From 8:00 to 24:00, a fixed number of instances are run; from 0:00 to 8:00, an auto-scaling solution that scales down to zero instances is used.

Custom

Custom mode provides configuration options for auto-scaling and scheduled scaling:

  • Auto-scaling: Same as Always-on Auto-scaling, configure the maximum and minimum number of instances; instances automatically scale out and in based on business request volume and CPU or memory usage.
  • Scheduled scaling: Scheduled scaling can be configured to start and maintain a minimum number of instances during specified time periods. When setting up scheduled scaling, this minimum instance count must exceed the auto-scaling minimum. During the scheduled period, instances can still scale out automatically, subject to the maximum replica limit.

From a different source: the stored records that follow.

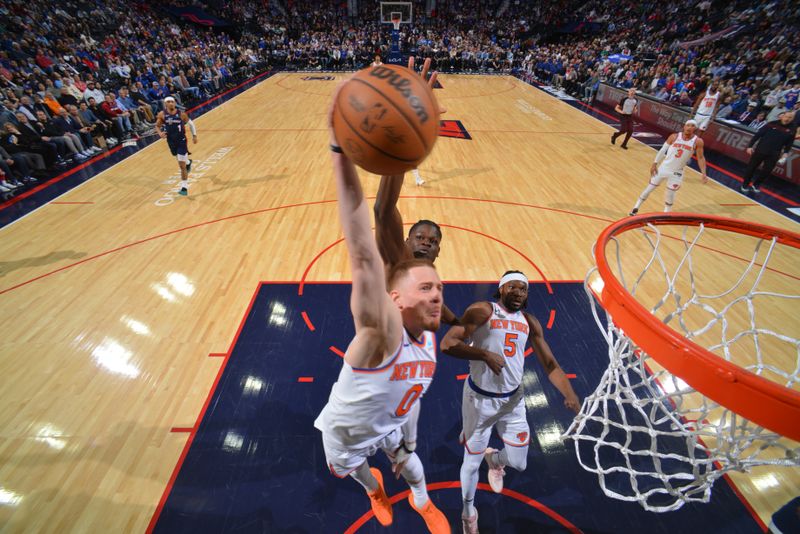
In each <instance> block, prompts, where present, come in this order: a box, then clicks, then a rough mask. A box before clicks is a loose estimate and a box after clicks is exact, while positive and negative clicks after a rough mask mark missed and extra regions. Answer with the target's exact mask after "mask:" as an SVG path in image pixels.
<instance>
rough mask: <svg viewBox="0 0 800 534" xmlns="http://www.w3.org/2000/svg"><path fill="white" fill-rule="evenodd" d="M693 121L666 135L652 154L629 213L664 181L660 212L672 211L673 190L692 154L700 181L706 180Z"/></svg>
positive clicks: (688, 163)
mask: <svg viewBox="0 0 800 534" xmlns="http://www.w3.org/2000/svg"><path fill="white" fill-rule="evenodd" d="M695 130H697V122H695V121H694V120H692V119H690V120H688V121H686V124H684V125H683V131H682V132H678V133H674V134H672V135H670V136H669V137H668V138H667V142H666V143H664V146H663V147H661V150H659V151H658V154H656V160H655V161H654V162H653V165H652V166H651V167H650V183H649V184H648V185H647V187H645V188H644V191H642V194H641V195H639V199H638V200H637V201H636V205H635V206H634V207H633V209H632V210H631V212H630V213H629V215H636V214H637V213H639V208H640V207H642V203H643V202H644V201H645V200H647V197H649V196H650V193H652V192H653V191H654V190H655V188H656V187H658V186H659V185H661V182H663V181H664V180H666V181H667V191H666V193H665V194H664V211H672V205H673V203H674V202H675V193H677V192H678V189H680V187H681V184H682V183H683V170H684V169H685V168H686V165H688V164H689V161H690V160H691V159H692V154H694V153H697V164H698V165H699V166H700V172H701V173H702V177H701V179H702V180H703V183H706V182H708V176H706V157H705V155H704V154H703V140H702V139H700V137H698V136H696V135H695Z"/></svg>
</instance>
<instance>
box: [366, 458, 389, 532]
mask: <svg viewBox="0 0 800 534" xmlns="http://www.w3.org/2000/svg"><path fill="white" fill-rule="evenodd" d="M369 472H370V473H372V476H374V477H375V478H376V479H378V489H376V490H375V491H368V492H367V495H369V502H370V504H371V505H372V512H373V513H374V514H375V519H377V520H378V523H380V524H381V525H383V526H385V527H388V526H389V525H391V524H392V518H393V516H392V503H390V502H389V497H387V496H386V492H385V491H384V489H383V475H382V474H381V472H380V469H377V468H375V467H370V468H369Z"/></svg>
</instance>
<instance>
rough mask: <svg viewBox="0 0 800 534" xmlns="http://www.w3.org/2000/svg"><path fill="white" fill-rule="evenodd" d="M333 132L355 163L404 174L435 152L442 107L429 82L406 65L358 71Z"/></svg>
mask: <svg viewBox="0 0 800 534" xmlns="http://www.w3.org/2000/svg"><path fill="white" fill-rule="evenodd" d="M333 130H334V132H335V134H336V140H337V141H338V142H339V144H340V145H341V148H342V150H343V151H344V153H345V154H346V155H347V157H348V158H350V159H351V160H352V161H353V163H355V164H356V165H358V166H359V167H361V168H362V169H364V170H366V171H369V172H371V173H374V174H380V175H383V174H402V173H404V172H406V171H409V170H411V169H414V168H416V167H417V166H419V164H420V163H422V161H423V160H424V159H425V158H426V157H427V156H428V154H430V153H431V150H432V149H433V145H434V144H435V143H436V138H437V136H438V133H439V107H438V106H437V104H436V98H434V96H433V91H432V90H431V88H430V87H428V84H427V83H426V82H425V81H424V80H423V79H422V78H421V77H419V76H418V75H416V74H415V73H413V72H412V71H410V70H409V69H407V68H405V67H399V66H396V65H379V66H375V67H369V68H367V69H363V70H360V71H358V72H357V73H356V74H355V75H354V76H353V77H352V78H350V79H349V80H348V81H347V82H346V83H345V84H344V86H343V87H342V88H341V90H340V91H339V94H338V96H337V98H336V102H334V110H333Z"/></svg>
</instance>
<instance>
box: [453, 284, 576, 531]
mask: <svg viewBox="0 0 800 534" xmlns="http://www.w3.org/2000/svg"><path fill="white" fill-rule="evenodd" d="M495 297H496V298H497V299H498V300H497V301H496V302H477V303H475V304H473V305H471V306H470V307H469V308H467V311H466V312H465V313H464V316H463V317H461V324H460V325H459V326H454V327H452V328H451V329H450V330H449V331H448V332H447V334H446V335H445V337H444V339H443V340H442V344H441V348H442V351H443V352H444V353H445V354H449V355H451V356H454V357H456V358H461V359H466V360H470V362H469V370H470V373H469V377H468V378H467V380H466V382H465V383H464V394H463V397H462V404H461V413H462V423H463V427H462V428H463V430H462V431H461V441H462V443H463V444H464V459H463V462H462V464H461V494H462V497H463V506H464V507H463V511H462V514H461V520H462V525H463V528H464V532H465V533H470V534H477V532H478V511H477V509H476V508H475V491H476V489H477V486H478V469H479V468H480V465H481V462H482V461H483V460H484V459H485V460H486V463H487V465H488V467H489V485H490V486H491V488H492V490H493V491H495V492H496V493H500V492H501V491H502V490H503V477H504V476H505V470H504V469H505V467H506V466H509V467H513V468H514V469H516V470H518V471H524V470H525V467H526V465H527V458H528V444H529V443H530V428H529V427H528V419H527V416H526V412H525V400H524V392H523V388H522V374H523V371H524V364H525V345H526V343H527V342H528V340H530V341H531V345H532V346H533V349H534V351H535V352H536V357H537V358H538V360H539V363H540V364H541V365H542V367H544V370H545V372H546V373H547V375H548V378H549V379H550V382H551V383H552V384H553V385H554V386H555V387H556V388H557V389H558V390H559V391H560V392H561V394H562V395H563V396H564V405H565V406H566V407H567V408H569V409H570V410H572V411H573V412H575V413H577V412H578V410H580V401H579V400H578V396H577V395H576V394H575V392H574V391H573V389H572V386H571V385H570V383H569V379H568V378H567V376H566V375H565V374H564V371H562V370H561V367H559V365H558V362H557V361H556V359H555V357H554V356H553V353H552V351H551V350H550V346H549V345H548V344H547V342H546V341H545V339H544V335H543V331H542V325H541V324H539V321H537V320H536V317H534V316H533V315H531V314H530V313H527V312H525V311H523V308H524V307H525V306H526V305H527V302H528V278H527V277H526V276H525V275H524V274H523V273H521V272H520V271H507V272H506V273H505V274H504V275H503V277H502V278H501V279H500V283H499V284H498V291H497V294H496V295H495ZM493 427H496V428H497V431H498V434H500V437H501V438H502V439H503V441H504V442H505V444H506V446H505V447H504V448H503V449H502V450H499V451H498V450H496V449H493V448H490V447H489V438H490V436H491V433H492V428H493Z"/></svg>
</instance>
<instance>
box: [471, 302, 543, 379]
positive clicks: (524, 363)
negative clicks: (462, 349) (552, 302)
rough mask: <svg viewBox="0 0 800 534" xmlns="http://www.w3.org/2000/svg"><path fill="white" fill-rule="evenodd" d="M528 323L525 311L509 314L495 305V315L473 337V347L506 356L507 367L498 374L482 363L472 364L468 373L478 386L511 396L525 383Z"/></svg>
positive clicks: (528, 328) (496, 305)
mask: <svg viewBox="0 0 800 534" xmlns="http://www.w3.org/2000/svg"><path fill="white" fill-rule="evenodd" d="M528 330H529V327H528V321H527V319H525V315H524V314H523V313H522V311H516V312H509V311H506V310H505V309H503V307H502V306H500V305H499V304H497V303H496V302H493V303H492V315H491V316H490V317H489V320H488V321H486V322H485V323H483V324H482V325H481V326H479V327H478V328H477V329H476V330H475V332H474V333H473V334H472V346H474V347H479V348H481V349H484V350H488V351H490V352H494V353H495V354H500V355H502V356H504V357H505V361H506V366H505V367H504V368H503V371H502V372H501V373H500V374H499V375H496V374H494V372H492V370H491V369H490V368H489V366H488V365H486V364H485V363H484V362H482V361H477V360H472V361H470V362H469V374H470V378H472V381H473V382H474V383H475V385H476V386H478V387H479V388H481V389H482V390H484V391H488V392H490V393H508V392H509V391H513V390H514V389H516V388H517V387H519V385H520V384H521V383H522V372H523V368H524V366H525V344H526V343H527V341H528Z"/></svg>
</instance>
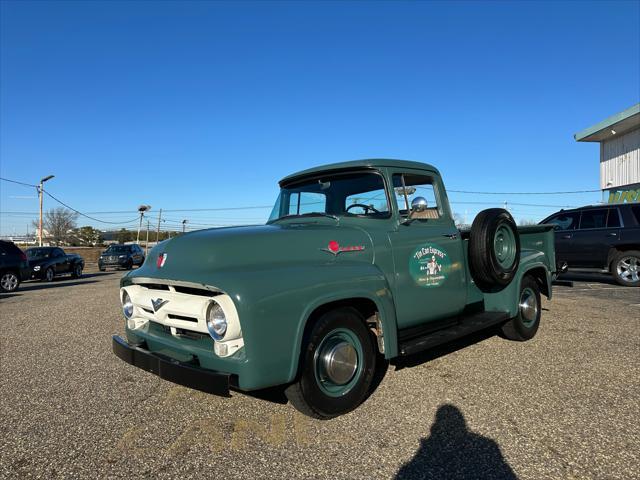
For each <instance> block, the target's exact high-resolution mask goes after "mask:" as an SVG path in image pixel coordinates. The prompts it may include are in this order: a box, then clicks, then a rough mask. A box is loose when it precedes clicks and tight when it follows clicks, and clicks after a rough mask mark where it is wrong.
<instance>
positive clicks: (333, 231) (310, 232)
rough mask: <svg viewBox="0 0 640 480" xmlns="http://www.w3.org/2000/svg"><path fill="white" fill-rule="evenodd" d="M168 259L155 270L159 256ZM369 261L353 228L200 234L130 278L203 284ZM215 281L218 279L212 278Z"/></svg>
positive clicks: (174, 243) (371, 246)
mask: <svg viewBox="0 0 640 480" xmlns="http://www.w3.org/2000/svg"><path fill="white" fill-rule="evenodd" d="M163 254H164V255H166V257H165V258H164V263H163V265H162V266H161V267H159V266H158V265H159V262H158V257H159V256H160V255H163ZM350 261H351V262H352V261H357V262H368V263H372V262H373V248H372V243H371V239H370V237H369V235H368V234H367V233H366V232H365V231H364V230H362V229H360V228H357V227H351V226H337V225H326V224H311V223H304V224H278V225H273V224H271V225H259V226H248V227H229V228H216V229H209V230H200V231H196V232H191V233H187V234H184V235H182V236H179V237H176V238H174V239H171V240H168V241H165V242H162V243H160V244H159V245H158V246H156V247H155V248H154V249H153V250H152V251H151V252H150V253H149V255H148V257H147V260H146V261H145V263H144V265H143V266H142V267H141V268H139V269H137V270H136V271H134V272H132V273H131V274H130V277H147V278H164V279H173V280H182V281H190V280H195V279H198V280H201V279H202V278H203V275H204V276H205V277H206V274H207V273H214V272H216V273H218V272H224V271H227V270H233V271H243V272H246V274H247V275H251V270H252V269H253V270H256V269H266V268H273V267H276V266H285V265H286V264H299V265H302V264H318V263H328V262H350ZM216 276H217V275H216Z"/></svg>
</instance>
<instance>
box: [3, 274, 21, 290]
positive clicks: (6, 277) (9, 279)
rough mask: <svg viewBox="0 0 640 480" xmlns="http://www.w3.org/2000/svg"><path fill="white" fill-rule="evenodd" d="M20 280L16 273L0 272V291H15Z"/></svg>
mask: <svg viewBox="0 0 640 480" xmlns="http://www.w3.org/2000/svg"><path fill="white" fill-rule="evenodd" d="M19 285H20V279H19V278H18V274H17V273H16V272H11V271H9V272H2V274H1V275H0V291H2V292H6V293H10V292H14V291H16V290H17V288H18V286H19Z"/></svg>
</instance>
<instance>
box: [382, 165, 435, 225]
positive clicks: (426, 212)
mask: <svg viewBox="0 0 640 480" xmlns="http://www.w3.org/2000/svg"><path fill="white" fill-rule="evenodd" d="M393 191H394V197H395V198H396V203H397V205H398V210H399V211H400V215H402V216H403V217H407V216H409V213H410V212H411V202H413V201H414V200H415V199H417V198H420V199H421V201H422V200H423V201H425V202H426V208H425V209H424V210H423V211H421V212H415V213H414V214H413V216H412V218H414V219H416V220H428V219H438V218H440V217H442V206H441V204H440V202H439V200H438V194H437V189H436V186H435V185H434V181H433V177H430V176H427V175H415V174H399V173H396V174H394V175H393Z"/></svg>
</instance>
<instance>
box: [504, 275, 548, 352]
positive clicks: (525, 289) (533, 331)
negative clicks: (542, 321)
mask: <svg viewBox="0 0 640 480" xmlns="http://www.w3.org/2000/svg"><path fill="white" fill-rule="evenodd" d="M541 312H542V308H541V303H540V286H539V285H538V282H536V280H535V279H534V278H533V277H530V276H526V277H524V278H523V279H522V283H521V285H520V297H519V301H518V314H517V315H516V316H515V317H513V318H512V319H511V320H509V321H508V322H507V323H505V324H504V325H503V326H502V333H503V334H504V336H505V337H506V338H508V339H509V340H516V341H519V342H524V341H525V340H530V339H532V338H533V337H535V335H536V333H537V332H538V327H539V326H540V315H541Z"/></svg>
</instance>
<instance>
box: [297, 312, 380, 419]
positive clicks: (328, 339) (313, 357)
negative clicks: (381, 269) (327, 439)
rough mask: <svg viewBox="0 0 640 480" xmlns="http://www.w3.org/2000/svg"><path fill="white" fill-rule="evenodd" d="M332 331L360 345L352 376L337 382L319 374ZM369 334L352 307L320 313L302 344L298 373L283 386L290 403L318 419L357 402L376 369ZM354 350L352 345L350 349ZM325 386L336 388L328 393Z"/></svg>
mask: <svg viewBox="0 0 640 480" xmlns="http://www.w3.org/2000/svg"><path fill="white" fill-rule="evenodd" d="M336 332H339V333H338V335H339V334H341V333H345V334H346V335H348V336H350V337H351V338H352V340H355V341H357V342H359V345H358V346H359V347H360V353H356V359H357V360H356V362H355V364H356V366H355V367H354V369H355V372H354V373H353V376H352V377H350V379H349V380H348V382H345V383H339V384H334V383H332V381H331V380H329V379H325V380H324V381H323V380H321V379H320V378H319V375H320V374H319V372H320V370H321V368H322V365H326V364H325V363H323V362H322V360H321V358H326V355H325V352H326V351H327V350H329V349H330V347H329V346H330V345H332V344H331V343H330V342H332V341H334V342H335V340H334V338H335V335H337V333H336ZM372 337H373V334H372V333H371V332H370V331H369V330H368V329H367V327H366V325H365V323H364V319H363V318H362V316H361V315H360V314H359V313H358V311H356V310H355V309H352V308H339V309H336V310H331V311H329V312H327V313H325V314H324V315H322V316H321V317H320V318H319V319H318V321H317V322H316V323H315V324H314V325H313V327H312V329H311V331H310V332H309V334H308V338H307V340H306V342H305V343H304V345H303V347H302V352H301V358H300V374H299V376H298V378H297V380H296V381H295V382H294V383H293V384H291V385H289V386H288V387H287V388H286V390H285V394H286V396H287V398H288V399H289V401H290V402H291V404H292V405H293V406H294V407H295V408H296V409H297V410H298V411H300V412H301V413H303V414H304V415H307V416H309V417H312V418H318V419H322V420H327V419H330V418H333V417H337V416H338V415H343V414H345V413H347V412H350V411H351V410H353V409H355V408H356V407H357V406H358V405H360V404H361V403H362V402H363V401H364V400H365V398H366V397H367V395H368V394H369V390H370V387H371V383H372V381H373V378H374V374H375V372H376V357H377V354H376V352H377V349H376V348H375V346H374V342H373V339H372ZM328 345H329V346H328ZM333 345H335V343H334V344H333ZM352 348H353V347H352ZM356 350H357V348H354V352H355V351H356ZM328 388H335V389H336V392H335V393H334V394H333V395H331V394H328V393H327V389H328Z"/></svg>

Instance Scaling Introduction

Instance Scale-out Instructions

Instance scale-out consists of two phases:

  • Scaling from 0 to 1: After a period of no requests, the service scales in completely with no running instances. When a request arrives, a new instance is started and begins processing requests after successful startup. This phase is the cold start phase of the instance. The startup duration depends on platform resources, image size, and the startup time of the business code within the image.
  • Scaling from 1 to more: After configuring scale-out conditions, the service starts a new instance when the average CPU usage or average memory usage of currently running instances reaches or exceeds the configured thresholds. The newly started instance will load balance overall requests after successful startup. If after the detection period, the average CPU usage or average memory usage across multiple instances still exceeds the scale-out conditions, the service will continue launching new instances to handle traffic.

Instance Scale-in Instructions

Instances with no access or traffic will be reclaimed and destroyed after being idle for 10 minutes. When the minimum value of instances is 0, all instances will be scaled in. After all instances are scaled in, subsequent incoming requests will trigger the scale-out process from 0 to 1 instance.